How has the pandemic changed you and your institution?

WU People know that we have each other’s backs in difficult times. We support each other. Musicians know this. There is an incredible bond.

DAVID FINCKEL In Soviet Russia, in Communist China, people were literally prevented from hearing music not by a disease but by government laws and censorship. This is the way I feel, as a privileged American, an even deeper kinship with people who lived in Germany in the 1930s or China in the 1940s and 1950s, and certainly not in the Soviet Union under Joseph Stalin.

The pandemic has turned all art branches upside down and forced dozens of your concerts to be cancelled. You decide to pay artists 50 percent of their promised wages and add 75 percent more when those dates are rescheduled. How did you approach forward planning?

FINCKEL Now we have several hybrid seasons that the programs carry over. It never occurred to us to say, “Oh, because we couldn’t, it’s not good, it’s old, like the food you threw in the fridge.” These programs never get old. They are still there, waiting for a new life.

You’ve been criticized for not doing more to highlight new music, especially at concerts at your main stage, Tully Hall. Can you explain your programming approach?

FINCKEL We don’t want to force people to listen to music they never want to listen to because we think it’s good for them. We’ll make educated guesses about what we think they might like and what they might hold onto. And in these cases we stretch our necks.

There are plenty of adventurous programs on the stage of Alice Tully Hall; It is necessary to examine the brochure a little more carefully. But there are certainly programs for people who don’t want anything to do with the 20th century, and there are programs for those who don’t want anything to do with the 18th century. So it’s all there.

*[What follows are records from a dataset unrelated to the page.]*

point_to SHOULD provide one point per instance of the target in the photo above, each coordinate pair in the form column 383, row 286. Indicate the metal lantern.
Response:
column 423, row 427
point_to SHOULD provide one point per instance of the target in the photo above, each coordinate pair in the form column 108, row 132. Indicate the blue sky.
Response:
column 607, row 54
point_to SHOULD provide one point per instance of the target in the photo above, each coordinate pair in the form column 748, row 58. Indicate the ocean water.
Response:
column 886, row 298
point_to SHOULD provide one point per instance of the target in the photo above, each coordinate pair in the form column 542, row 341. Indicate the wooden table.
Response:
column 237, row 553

Is the Chamber Music Ensemble doing enough to support new music, which is almost all played in venues much smaller than Tully?

WU You have to have old music, new music, top musicians playing, then shoot for as many locations as possible.

I don’t really care about the premiere. The main idea is to have as much new music playing as possible.. New music must evolve, live forever and be played as much as possible.

In a recent review in The Times, Zachary Woolfe praised your performances as “overall impeccable quality”, saying that your opening night’s show last month showed a “winking musical outlook” that “summarized what society had to offer”. sometimes.” What is your answer?

FINCKEL I just feel so sorry for this point of view. The person misses out on too many opportunities to enjoy. So there is more variety and variety in Haydn’s single string quartet than you can find in nearly a hundred works by other composers. Our repertoire covers 500 years of music. Do you know how much diversity there was in those 500 years?

How do you evaluate the success of your concerts?

FINCKEL We use it to judge ourselves because when we hear a concert, we know whether it lived up to our expectations and hopes as a good show. We know whether we are playing well or not. We know if our artists are playing well. We see ourselves as experienced enough to be the final judge of this and build on this experience and move the organization forward. We take the blame.

WU When the hall is completely empty, nobody wants to come and listen to our show, when we’re done playing and there’s no applause, when people hate it so much and don’t want to see the CMS – then we have a problem. . We are very far from there.

What do you see as the main challenge in the coming years?

FINCKEL People have a hard time sitting still. Their attention span is shortened. The only thing that hasn’t changed is the length of a Schubert trio. You can’t make it shorter and you can’t play faster. You cannot cut partitions. Art is what it is.

We have this religious belief in the strength and quality of the art form – that it will grow on concrete as grass grows. It doesn’t matter how much concrete you pour; the grass will always go up.